Construction stocks rally
Construction and industrial stocks closed the week with a strong showing.
Firms in the industry are expected to benefit from a slew of new projects following the unveiling of the
Urban Redevelopment Authority's Draft Master Plan 2025 on June 25.
The plan involves new public and private homes at the former Singapore Racecourse in Kranji, as well as in Dover and Newton. New neighbourhoods will be established in Paterson as well as Defu, while three new integrated community hubs will be built within the next 10 to 15 years in Sengkang, Woodlands North and Yio Chu Kang. Bishan will also see new mixed-use developments in the town centre, which will be positioned as a business node like Paya Lebar Central.
Other major projects include
Changi Airport Terminal 5 and the expansion of Marina Bay Sands, as well as upgrading works on the Cross Island Line and Thomson-East Coast Line extensions.

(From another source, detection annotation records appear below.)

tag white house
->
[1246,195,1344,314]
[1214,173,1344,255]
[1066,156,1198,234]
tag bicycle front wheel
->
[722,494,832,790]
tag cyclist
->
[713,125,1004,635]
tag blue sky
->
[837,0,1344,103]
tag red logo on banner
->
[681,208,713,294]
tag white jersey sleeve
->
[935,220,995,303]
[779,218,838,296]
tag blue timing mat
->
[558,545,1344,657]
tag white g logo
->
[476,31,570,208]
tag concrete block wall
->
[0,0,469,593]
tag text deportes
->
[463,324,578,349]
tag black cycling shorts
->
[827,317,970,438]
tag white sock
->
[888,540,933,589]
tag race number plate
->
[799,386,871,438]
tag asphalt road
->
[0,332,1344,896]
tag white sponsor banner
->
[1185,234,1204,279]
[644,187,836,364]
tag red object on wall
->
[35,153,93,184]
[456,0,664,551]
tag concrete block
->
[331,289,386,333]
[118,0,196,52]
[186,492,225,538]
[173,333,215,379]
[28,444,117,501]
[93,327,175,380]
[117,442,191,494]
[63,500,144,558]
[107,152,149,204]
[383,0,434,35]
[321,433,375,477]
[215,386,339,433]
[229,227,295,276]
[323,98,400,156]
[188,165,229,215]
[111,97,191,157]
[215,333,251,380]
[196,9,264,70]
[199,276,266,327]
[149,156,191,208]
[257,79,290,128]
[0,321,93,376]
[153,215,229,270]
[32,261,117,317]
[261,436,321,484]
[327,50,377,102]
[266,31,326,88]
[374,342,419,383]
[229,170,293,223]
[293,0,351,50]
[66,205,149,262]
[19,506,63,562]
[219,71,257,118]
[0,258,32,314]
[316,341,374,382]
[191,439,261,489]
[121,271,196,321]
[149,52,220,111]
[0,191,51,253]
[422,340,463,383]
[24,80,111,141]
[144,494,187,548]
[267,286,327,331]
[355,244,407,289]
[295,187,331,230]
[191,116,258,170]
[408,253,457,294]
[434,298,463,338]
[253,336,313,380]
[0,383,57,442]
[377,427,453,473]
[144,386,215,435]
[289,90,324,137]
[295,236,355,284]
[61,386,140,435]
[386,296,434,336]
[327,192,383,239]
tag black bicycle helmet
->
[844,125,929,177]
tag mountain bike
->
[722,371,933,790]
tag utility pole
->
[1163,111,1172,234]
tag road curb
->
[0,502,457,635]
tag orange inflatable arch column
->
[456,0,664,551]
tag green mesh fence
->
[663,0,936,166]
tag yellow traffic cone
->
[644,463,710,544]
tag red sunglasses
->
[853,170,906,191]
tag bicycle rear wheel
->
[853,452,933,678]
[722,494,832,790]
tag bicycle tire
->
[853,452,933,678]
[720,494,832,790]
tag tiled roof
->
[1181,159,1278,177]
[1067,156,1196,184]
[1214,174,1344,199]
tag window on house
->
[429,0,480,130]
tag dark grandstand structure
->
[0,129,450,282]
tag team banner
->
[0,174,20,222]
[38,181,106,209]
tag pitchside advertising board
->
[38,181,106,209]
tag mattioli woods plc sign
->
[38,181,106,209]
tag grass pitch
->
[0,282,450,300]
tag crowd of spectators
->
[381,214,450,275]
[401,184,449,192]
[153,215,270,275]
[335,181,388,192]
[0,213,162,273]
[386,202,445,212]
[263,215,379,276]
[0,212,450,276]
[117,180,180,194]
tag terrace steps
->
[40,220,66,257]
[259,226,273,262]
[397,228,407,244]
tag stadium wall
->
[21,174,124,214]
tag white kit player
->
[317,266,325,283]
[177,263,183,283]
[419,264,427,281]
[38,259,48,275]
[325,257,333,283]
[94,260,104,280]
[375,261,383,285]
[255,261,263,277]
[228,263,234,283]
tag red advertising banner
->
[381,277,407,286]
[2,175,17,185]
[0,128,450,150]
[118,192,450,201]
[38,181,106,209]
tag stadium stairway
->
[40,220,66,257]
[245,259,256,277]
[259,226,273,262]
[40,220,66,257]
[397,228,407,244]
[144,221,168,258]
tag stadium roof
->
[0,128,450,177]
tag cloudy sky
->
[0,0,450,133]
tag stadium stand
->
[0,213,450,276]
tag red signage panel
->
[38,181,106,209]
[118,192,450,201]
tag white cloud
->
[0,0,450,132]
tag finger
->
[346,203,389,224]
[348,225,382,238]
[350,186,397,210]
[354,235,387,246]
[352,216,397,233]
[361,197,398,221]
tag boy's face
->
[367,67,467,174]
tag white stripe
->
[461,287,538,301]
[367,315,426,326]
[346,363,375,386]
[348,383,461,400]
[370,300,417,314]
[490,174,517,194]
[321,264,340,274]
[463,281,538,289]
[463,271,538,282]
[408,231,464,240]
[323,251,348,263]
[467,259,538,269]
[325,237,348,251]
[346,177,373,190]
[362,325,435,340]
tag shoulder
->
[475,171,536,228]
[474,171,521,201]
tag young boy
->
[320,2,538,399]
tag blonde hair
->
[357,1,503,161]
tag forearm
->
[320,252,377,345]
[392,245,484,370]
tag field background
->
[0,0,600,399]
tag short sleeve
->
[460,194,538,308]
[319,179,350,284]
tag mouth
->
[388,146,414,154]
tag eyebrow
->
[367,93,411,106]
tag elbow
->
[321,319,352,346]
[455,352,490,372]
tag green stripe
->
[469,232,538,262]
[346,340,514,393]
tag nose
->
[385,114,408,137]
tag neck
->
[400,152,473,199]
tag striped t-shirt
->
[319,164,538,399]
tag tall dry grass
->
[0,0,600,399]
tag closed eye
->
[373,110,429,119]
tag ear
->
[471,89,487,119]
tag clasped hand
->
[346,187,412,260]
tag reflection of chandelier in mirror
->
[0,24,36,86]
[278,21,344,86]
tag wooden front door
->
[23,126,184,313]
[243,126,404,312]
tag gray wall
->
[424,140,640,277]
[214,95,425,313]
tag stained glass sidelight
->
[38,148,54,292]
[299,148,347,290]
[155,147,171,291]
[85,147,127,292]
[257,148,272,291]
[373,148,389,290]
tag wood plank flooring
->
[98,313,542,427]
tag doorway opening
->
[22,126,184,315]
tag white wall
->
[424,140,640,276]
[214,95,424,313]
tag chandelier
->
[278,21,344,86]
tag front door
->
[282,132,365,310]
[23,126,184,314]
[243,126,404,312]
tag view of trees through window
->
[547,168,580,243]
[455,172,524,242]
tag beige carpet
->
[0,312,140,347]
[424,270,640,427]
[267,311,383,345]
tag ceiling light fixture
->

Construction and civil engineering firms Koh Brothers Group and OKP Holdings rose the most, with Koh Brothers jumping 14 per cent through the week to close at a five-year high of 22 cents, while OKP advanced 10 per cent to a record high of 94 cents.
Shares of OKP have nearly trebled in price since the start of 2025, after the Building and Construction Authority provided estimates of construction demand ranging between $47 billion and $53 billion.
Concrete technologies firm Pan United climbed by more than 8 per cent to close at 87 cents, while Hong Leong Asia, the industrial arm of Hong Leong Group, rose 5.8 per cent to $1.67.
Other market movers
Shares of Del Monte Pacific plunged by more than 11 per cent last week, closing July 4 at 5.6 cents.
The food and beverage firm announced that its US subsidiary, Del Monte Foods, is contemplating a going-concern sale process for all or substantially all of its assets after filing for bankruptcy.
As part of the process, Del Monte Pacific will relinquish control of its US subsidiary and deconsolidate it from its accounts. According to Del Monte Pacific's 2024 annual report, Del Monte Foods' US$1.7 billion in sales accounted for more than 70 per cent of the group's total sales.
In contrast, other consumer staple stocks rose, including Sheng Siong, which climbed 4.8 per cent through the week to $1.97, and DFI Retail Group, which rose 5.5 per cent to US$2.88.
What to look out for this week
The remaining shareholders of Great Eastern will vote on
whether to delist the company from the SGX in an extraordinary general meeting on July 8.
If 75 per cent of the minority shareholders vote in favour of a delisting, OCBC Bank will make an exit offer for the remaining 6.28 per cent of the shares in Great Eastern that it does not already own for $30.15 per share in cash.
If the delisting vote fails, shareholders must then vote on whether Great Eastern's shares should resume trading.
Meanwhile, Lum Chang Creations is slated to complete the registration of its offer document on July 9, when it will reveal its offer price, valuation and market capitalisation.